Hyperrealistic artist Kazuhiro Tsuji is well known for his huge carved sculptures of historical figures and celebrities like Abraham Lincoln and Andy Warhol. His latest work is a striking bust of Frida Kahlo that is so lifelike, you almost want to strike up a conversation with her. Via Vivala
At seven feet tall and weighing approximately 200 pounds, Kazuhiro Tsuji’s hyperrealistic sculpture of Frida Kahlo will take your breath away. But in order to understand the sculpture you have to take a look at the man behind it.
The 46-year-old sculptor from Kyoto, Japan, was creating magic as a special effects makeup artist in Hollywood before dropping transforming faces in exchange for therapeutic and touching works of art.
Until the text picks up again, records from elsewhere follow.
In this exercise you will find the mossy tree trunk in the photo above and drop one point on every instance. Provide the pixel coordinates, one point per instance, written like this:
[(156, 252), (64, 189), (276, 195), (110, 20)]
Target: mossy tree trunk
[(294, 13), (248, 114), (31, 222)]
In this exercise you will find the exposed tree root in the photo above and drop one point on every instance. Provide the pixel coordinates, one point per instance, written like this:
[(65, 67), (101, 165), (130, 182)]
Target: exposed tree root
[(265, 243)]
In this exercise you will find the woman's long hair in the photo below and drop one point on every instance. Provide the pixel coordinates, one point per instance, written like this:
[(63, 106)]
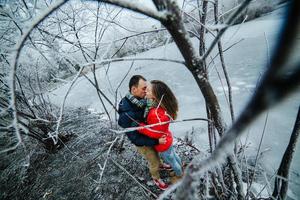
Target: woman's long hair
[(164, 95)]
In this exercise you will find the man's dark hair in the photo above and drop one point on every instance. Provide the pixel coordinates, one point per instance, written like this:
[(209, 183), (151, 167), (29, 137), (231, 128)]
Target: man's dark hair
[(134, 81)]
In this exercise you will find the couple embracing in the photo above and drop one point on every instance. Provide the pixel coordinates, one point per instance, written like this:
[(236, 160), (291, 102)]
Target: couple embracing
[(155, 143)]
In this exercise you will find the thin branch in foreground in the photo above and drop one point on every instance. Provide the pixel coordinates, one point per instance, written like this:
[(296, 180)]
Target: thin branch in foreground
[(157, 124), (142, 186), (14, 64)]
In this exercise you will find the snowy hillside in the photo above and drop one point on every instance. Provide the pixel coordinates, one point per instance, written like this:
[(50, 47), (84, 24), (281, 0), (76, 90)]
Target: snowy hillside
[(246, 61)]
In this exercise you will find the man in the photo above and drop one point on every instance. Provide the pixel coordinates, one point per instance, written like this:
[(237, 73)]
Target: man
[(131, 112)]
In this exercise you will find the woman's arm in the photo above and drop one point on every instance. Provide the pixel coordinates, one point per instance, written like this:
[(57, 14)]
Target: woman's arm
[(156, 131)]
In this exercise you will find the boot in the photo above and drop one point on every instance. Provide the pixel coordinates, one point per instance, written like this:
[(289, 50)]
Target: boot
[(175, 179)]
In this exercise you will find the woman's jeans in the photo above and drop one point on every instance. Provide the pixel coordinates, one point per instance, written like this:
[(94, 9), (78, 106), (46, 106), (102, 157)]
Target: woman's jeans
[(172, 159)]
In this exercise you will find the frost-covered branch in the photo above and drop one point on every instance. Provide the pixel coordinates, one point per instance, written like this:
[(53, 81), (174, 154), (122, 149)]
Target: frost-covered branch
[(106, 61), (158, 124), (137, 6), (14, 64), (229, 22), (281, 184), (142, 186)]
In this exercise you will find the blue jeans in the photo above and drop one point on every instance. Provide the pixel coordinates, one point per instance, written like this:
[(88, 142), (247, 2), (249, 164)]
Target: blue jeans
[(172, 159)]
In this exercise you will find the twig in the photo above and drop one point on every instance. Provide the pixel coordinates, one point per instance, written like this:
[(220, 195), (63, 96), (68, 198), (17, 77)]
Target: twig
[(142, 186)]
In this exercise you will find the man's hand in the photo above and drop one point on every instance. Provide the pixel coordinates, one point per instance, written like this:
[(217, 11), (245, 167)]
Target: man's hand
[(162, 140)]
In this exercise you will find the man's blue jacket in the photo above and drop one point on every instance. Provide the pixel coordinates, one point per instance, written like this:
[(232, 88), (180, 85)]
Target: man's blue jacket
[(128, 113)]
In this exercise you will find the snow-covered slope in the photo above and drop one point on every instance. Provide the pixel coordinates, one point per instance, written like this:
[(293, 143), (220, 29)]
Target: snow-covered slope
[(246, 61)]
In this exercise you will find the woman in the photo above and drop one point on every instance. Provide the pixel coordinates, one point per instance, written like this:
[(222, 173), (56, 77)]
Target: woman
[(162, 107)]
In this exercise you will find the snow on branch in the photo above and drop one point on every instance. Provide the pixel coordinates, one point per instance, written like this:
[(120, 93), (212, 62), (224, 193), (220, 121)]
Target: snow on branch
[(138, 7), (157, 124), (229, 22), (103, 62), (14, 64)]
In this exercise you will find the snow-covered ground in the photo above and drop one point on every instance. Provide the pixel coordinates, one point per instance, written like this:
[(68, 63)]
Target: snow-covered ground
[(246, 61)]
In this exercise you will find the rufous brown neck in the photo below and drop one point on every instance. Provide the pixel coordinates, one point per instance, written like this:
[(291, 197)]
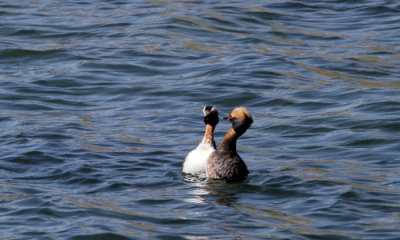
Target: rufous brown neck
[(229, 141)]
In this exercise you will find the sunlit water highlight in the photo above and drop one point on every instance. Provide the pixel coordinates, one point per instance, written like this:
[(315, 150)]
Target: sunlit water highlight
[(101, 101)]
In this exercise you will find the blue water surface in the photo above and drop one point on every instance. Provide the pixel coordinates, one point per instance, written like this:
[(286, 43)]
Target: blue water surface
[(100, 101)]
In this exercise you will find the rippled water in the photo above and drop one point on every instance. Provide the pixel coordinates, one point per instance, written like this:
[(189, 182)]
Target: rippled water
[(101, 101)]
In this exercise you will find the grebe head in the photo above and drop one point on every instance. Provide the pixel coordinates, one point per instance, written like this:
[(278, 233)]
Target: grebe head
[(210, 115), (241, 119)]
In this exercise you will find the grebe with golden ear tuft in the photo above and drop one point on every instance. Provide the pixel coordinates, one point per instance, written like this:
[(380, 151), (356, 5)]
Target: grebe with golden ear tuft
[(225, 163), (195, 162)]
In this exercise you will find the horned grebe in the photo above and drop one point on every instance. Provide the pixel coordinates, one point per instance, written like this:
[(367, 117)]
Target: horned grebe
[(224, 163), (195, 162)]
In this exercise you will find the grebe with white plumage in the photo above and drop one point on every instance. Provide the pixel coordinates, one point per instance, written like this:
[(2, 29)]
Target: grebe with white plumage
[(195, 162)]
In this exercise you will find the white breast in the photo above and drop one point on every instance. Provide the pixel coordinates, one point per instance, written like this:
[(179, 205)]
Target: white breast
[(196, 161)]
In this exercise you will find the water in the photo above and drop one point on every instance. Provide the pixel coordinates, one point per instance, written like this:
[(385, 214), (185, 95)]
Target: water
[(101, 101)]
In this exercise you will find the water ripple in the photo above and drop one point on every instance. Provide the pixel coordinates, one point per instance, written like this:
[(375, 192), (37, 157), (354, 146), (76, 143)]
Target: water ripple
[(100, 103)]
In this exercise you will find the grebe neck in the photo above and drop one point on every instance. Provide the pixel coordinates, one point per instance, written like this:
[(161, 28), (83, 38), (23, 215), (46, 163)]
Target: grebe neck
[(209, 135), (229, 141)]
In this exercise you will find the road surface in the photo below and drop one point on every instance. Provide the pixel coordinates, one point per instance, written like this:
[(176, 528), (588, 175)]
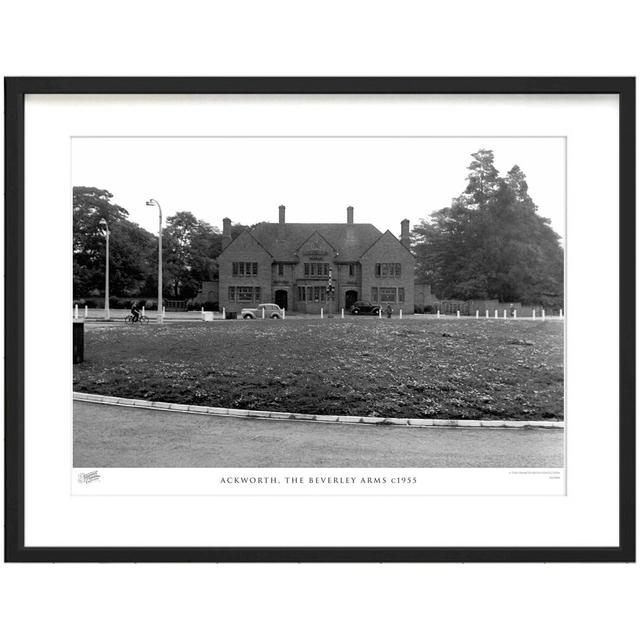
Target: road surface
[(112, 436)]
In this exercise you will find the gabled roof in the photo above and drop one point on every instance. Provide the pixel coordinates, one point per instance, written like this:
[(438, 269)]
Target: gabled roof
[(283, 240), (387, 234)]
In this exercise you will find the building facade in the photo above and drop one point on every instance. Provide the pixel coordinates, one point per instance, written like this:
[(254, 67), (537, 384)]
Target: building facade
[(292, 264)]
A look at his work and one may conclude that being traumatized by the industry that was more caught up in politics and commercialism than the original vision of the director turned out to be a blessing in disguise as this new art form allowed Tsuji to celebrate the people whose lives we chronicle in movies and TV in a much purer and unadulterated form, the way he as an artist intended.
Tsuji first became interested in special effects when he watched the first Stars Wars Episode IV: A New Hope as a child. Special effects makeup, however, was a different story since he had very little interest in horror or zombie movies. Then one day when he was 17 he stumbled upon an article where he saw Dick Smith, also known as “The Godfather of Makeup,” transform actor Hal Holbrook into Abraham Lincoln. Smith inspired Tsuji to become a makeup artist and after spending several years working in TV and film in the Japanese market, the artist made his first mark in American film when he worked on Men in Black (Edgar, the main villain that wears a human skin suit that an alien eventually emerges from, was part of his handiwork).